L’accord-cadre commercial entre l’Union européenne et les États-Unis, officialisé le 27 juillet à Thornbury, en Écosse, continue de faire réagir à travers les capitales européennes. L’entente prévoit une stabilisation des droits de douane à 15 % sur la majorité des importations européennes vers les États-Unis, rapporte CCN.
À Berlin, le chancelier Friedrich Merz s’est félicité de l’accord, qu’il considère comme un rempart contre une guerre commerciale.
« Nous avons su défendre nos intérêts fondamentaux. Des relations commerciales stables, prévisibles et avec un accès au marché sont bénéfiques pour les deux rives de l’Atlantique », a-t-il écrit sur le réseau X. Une position largement partagée en Allemagne, dont l’économie est fortement tournée vers l’export.
À Paris, le ton est plus réservé.
Le ministre chargé des Affaires européennes, Benjamin Haddad, a salué une stabilité temporaire pour les acteurs économiques menacés par les hausses tarifaires américaines, mais a jugé l’accord déséquilibré.
« Cet accord, négocié entre la Commission européenne et les États-Unis, apporte un répit mais ne répond pas de manière équitable aux intérêts européens », a-t-il déclaré.
La cheffe du gouvernement italien, Giorgia Meloni, a pour sa part salué le principe d’un accord, tout en demandant plus de transparence sur son contenu. Dans un communiqué publié ultérieurement avec ses vice-premiers ministres, elle a confirmé le soutien de l’Italie à l’accord, tout en appelant Bruxelles à accompagner les secteurs italiens susceptibles d’être pénalisés par les nouveaux tarifs.
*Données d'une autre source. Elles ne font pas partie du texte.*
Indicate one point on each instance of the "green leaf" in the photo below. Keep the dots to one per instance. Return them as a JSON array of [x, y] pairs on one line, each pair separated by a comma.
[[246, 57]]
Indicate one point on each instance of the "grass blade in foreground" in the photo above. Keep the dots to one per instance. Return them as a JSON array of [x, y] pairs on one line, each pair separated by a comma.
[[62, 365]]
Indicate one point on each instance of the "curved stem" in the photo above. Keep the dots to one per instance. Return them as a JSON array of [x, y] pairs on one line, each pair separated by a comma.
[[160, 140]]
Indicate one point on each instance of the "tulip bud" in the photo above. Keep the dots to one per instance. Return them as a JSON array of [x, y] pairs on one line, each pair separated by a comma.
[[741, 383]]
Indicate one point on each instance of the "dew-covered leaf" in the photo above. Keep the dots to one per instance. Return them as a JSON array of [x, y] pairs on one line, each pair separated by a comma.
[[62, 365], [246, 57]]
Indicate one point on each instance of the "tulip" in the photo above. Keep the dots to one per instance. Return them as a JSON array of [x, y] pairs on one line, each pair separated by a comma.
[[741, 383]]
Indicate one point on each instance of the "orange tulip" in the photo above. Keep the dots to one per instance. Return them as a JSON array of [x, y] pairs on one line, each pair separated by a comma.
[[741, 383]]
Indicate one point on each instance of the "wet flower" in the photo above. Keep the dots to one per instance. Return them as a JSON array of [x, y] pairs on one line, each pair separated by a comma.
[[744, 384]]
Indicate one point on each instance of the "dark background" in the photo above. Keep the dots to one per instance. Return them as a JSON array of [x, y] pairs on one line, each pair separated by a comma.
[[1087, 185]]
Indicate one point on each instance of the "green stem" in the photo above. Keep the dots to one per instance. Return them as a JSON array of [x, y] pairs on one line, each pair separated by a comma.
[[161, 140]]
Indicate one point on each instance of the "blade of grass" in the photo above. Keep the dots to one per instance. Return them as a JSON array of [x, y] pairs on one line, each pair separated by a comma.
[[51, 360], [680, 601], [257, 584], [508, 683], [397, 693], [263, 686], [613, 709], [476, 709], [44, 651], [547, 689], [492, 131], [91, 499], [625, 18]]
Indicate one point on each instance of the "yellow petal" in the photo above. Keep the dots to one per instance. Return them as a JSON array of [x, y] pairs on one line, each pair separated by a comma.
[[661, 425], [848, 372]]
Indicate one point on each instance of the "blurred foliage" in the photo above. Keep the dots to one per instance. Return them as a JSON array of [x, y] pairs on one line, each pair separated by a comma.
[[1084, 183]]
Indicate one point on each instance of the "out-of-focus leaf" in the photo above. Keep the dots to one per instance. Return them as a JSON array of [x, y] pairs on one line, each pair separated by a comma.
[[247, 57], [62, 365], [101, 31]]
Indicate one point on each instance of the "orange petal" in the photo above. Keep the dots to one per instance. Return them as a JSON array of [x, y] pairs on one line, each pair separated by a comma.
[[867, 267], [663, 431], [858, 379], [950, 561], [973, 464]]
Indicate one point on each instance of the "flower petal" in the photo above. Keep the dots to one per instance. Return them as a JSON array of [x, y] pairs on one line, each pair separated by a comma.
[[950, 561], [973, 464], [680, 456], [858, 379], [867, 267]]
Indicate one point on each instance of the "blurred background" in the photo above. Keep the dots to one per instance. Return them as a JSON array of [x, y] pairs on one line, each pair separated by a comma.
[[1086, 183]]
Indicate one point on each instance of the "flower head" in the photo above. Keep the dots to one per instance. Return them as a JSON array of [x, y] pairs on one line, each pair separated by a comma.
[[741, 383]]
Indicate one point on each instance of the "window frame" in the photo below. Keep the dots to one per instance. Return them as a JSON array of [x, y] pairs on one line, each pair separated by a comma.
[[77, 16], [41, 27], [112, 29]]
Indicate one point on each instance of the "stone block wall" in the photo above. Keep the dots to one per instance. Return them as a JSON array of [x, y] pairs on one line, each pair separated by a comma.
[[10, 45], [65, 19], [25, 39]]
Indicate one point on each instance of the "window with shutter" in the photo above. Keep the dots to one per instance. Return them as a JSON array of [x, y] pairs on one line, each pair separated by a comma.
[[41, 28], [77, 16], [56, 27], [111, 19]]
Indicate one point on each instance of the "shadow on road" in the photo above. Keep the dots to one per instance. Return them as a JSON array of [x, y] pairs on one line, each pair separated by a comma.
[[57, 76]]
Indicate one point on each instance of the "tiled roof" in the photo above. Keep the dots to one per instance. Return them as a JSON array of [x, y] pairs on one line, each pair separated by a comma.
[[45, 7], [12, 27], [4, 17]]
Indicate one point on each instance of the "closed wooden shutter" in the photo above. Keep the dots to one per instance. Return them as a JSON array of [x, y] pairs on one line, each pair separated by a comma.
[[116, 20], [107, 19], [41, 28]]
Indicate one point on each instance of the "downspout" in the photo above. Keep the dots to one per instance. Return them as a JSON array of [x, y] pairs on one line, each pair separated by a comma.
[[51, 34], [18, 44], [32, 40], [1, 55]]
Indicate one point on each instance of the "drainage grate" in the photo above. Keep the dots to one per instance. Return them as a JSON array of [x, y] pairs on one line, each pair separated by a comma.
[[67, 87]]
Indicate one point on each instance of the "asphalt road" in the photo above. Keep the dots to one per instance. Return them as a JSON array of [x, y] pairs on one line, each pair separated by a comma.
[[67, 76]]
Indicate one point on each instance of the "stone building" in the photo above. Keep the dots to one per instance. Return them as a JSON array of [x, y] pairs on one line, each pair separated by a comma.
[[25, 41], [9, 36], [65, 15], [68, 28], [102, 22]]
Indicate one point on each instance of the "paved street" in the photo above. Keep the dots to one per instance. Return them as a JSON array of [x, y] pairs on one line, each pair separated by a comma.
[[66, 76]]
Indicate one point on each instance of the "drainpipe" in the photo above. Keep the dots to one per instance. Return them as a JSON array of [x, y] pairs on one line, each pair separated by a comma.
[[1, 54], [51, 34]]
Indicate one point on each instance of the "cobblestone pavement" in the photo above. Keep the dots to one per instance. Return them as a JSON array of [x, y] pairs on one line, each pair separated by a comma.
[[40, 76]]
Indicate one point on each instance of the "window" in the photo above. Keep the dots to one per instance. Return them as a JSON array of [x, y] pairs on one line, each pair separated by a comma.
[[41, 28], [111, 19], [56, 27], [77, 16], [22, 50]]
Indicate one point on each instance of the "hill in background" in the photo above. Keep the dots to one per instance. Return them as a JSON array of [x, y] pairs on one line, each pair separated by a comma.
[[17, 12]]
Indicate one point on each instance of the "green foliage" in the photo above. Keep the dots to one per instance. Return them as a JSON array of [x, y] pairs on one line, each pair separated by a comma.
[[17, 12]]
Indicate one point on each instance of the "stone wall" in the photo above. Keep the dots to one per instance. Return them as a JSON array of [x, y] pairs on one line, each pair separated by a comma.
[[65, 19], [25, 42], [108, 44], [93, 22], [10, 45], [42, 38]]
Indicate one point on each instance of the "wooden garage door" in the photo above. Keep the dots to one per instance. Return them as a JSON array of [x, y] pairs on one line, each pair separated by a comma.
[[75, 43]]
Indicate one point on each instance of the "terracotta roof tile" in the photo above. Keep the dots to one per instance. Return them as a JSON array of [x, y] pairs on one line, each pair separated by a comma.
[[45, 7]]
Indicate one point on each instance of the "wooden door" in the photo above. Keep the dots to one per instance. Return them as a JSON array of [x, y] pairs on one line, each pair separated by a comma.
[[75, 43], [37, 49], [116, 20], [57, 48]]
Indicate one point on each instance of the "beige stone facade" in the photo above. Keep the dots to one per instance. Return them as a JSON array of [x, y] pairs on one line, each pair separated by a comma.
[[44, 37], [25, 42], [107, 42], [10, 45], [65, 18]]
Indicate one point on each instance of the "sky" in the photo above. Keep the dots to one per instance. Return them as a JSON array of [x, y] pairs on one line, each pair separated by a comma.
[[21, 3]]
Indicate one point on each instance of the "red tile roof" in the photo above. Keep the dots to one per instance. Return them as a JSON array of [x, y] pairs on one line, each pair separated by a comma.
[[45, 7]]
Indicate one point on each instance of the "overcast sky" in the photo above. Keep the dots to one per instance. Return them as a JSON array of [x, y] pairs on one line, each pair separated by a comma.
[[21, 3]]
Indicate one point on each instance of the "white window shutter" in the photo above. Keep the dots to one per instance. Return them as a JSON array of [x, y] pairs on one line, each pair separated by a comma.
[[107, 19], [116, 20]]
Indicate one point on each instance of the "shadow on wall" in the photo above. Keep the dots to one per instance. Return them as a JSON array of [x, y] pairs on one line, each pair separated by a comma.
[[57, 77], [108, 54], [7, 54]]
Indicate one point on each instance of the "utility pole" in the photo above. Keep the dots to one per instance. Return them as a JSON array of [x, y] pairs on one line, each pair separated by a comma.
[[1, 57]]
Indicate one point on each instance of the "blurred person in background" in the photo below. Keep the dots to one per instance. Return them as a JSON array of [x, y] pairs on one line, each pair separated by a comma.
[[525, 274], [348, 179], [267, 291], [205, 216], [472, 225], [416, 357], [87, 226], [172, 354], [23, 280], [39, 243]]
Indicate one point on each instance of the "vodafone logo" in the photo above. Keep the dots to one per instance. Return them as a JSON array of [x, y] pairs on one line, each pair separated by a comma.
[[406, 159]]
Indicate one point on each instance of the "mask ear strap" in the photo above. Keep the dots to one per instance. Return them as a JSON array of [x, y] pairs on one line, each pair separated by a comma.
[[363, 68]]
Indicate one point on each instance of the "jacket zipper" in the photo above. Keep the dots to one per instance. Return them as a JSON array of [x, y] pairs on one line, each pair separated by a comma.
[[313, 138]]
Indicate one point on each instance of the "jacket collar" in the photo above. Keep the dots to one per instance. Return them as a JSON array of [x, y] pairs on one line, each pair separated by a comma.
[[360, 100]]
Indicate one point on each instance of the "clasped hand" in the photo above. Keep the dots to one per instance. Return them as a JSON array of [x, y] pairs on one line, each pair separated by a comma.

Du côté de Dublin, le Premier ministre Micheál Martin a qualifié l’accord de « bonne nouvelle pour les entreprises, les consommateurs et les investisseurs », tout en soulignant que l’augmentation des droits de douane compliquera les échanges commerciaux avec les États-Unis.
Pour rappel, les discussions entre Bruxelles et Washington se sont déroulées dans un contexte tendu, alors que l’administration Trump menaçait d’appliquer dès le 1er août des droits de douane de 30 % sur les importations européennes. L’Union européenne espérait de son côté conserver une moyenne tarifaire autour de 10 %. En cas d’échec, un plan de représailles de 93 milliards d’euros sur des produits américains était prêt à être déployé.